AKP is too Turkish – not too Islamic
From a liberal perspective, the past Turkish decade has largely been a pleasant one. The Turkish military, which has ousted four elected governments since 1960, has been gradually pushed to where it should be in any democracy.
Systemic human rights abuses, such as torture and summary executions, have disappeared. Reforms encouraged by the European Union have expanded the rights of Kurds, Christians, women and basically all minority groups. Meanwhile, the Turkish economy has boomed, creating more jobs and more prosperity.
The Justice and Development Party (AKP), which has been in power since 2002, deserves a lot of credit for this transformation. No wonder Turkey’s liberal intellectuals, who had long been calling for democratic reforms, have by and large supported the AKP. That is also why the Kemalists, the sworn enemies of the AKP, have labeled the liberals as “traitors” who “sold” themselves to the AKP. (In Turkey, liberalism and Kemalism have always been conflicting political lines; Kemalism venerates the authoritarian state, liberalism criticizes it.)
However, in the past year, the reformist edge of the AKP has dramatically waned. The “Kurdish opening,” which promised a liberal and peaceful solution to the country’s decades-old conflict with the Kurdistan Workers’ Party (PKK), was replaced by a more hawkish policy of “counter-terrorism.” Various journalists were arrested for “propaganda on behalf of terrorism,” with indictments that would not be considered serious in most democratic countries. Prime Minister Erdoğan’s intolerance to criticism continued, with “insult” cases opened against even friendly journalists.
Therefore, the current widespread opinion among many Turkish liberals, and even some conservatives, is that the AKP is not a promising party anymore. Rather, the governing party is criticized for its increasingly authoritarian style, and even for creating its own authoritarian establishment.
I agree with most of these liberal criticisms against the AKP. I, too, feel less enthusiastic about “New Turkey” and its potential to becoming a truly liberal democracy.
However, there is a crucial point to note: Almost none of the problems that we see today in the AKP stem from its “Islamism,” as Kemalists and some Westerners think. In fact, the AKP’s transformation to post-Islamism remains genuine, as the party promotes nothing more “Islamic” than a secular state that has respect to religion. Moreover, in its approach to Turkey’s non-Muslims, the AKP is still more liberal than the Kemalist nationalists.
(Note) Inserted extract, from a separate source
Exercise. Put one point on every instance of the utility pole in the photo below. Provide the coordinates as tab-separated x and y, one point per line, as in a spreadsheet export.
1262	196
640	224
The real problem lies in not the “Islamism” of the AKP, but its “Turkishness” – i.e., the problems that it inherited from Turkey’s political culture: an over-powerful leader, a love affair with conspiracy theories, an obsession with “honor” that limits freedom of speech and a concept of “terrorism” that criminalizes even ideas. These are the standard troubles that Turkish governments, let them be Kemalist or center-right, have displayed for many decades. The AKP is only proving that it too is not free from these negative Ankara traditions.
That is why some of the Islamic critics of the AKP are blaming the party these days for being “Ankara-icized.” One of them is Faruk Ünsal, the head of Mazlumder, an Islamic Human Rights Organization, who gave a long interview to daily Taraf two weeks ago. “The AKP transformed the bureaucracy to some extent,” he said, “but the bureaucracy transformed them, too, and they met at a midpoint.” He went on to criticize all the illiberal tendencies of the AKP from a Muslim point of view.
The next big question is whether the AKP will be stuck in this new equilibrium, or whether it will have the wisdom to shake and renew itself, curb its own temptation to unlimited power and revive its reformist agenda. We will see. And we will push as well.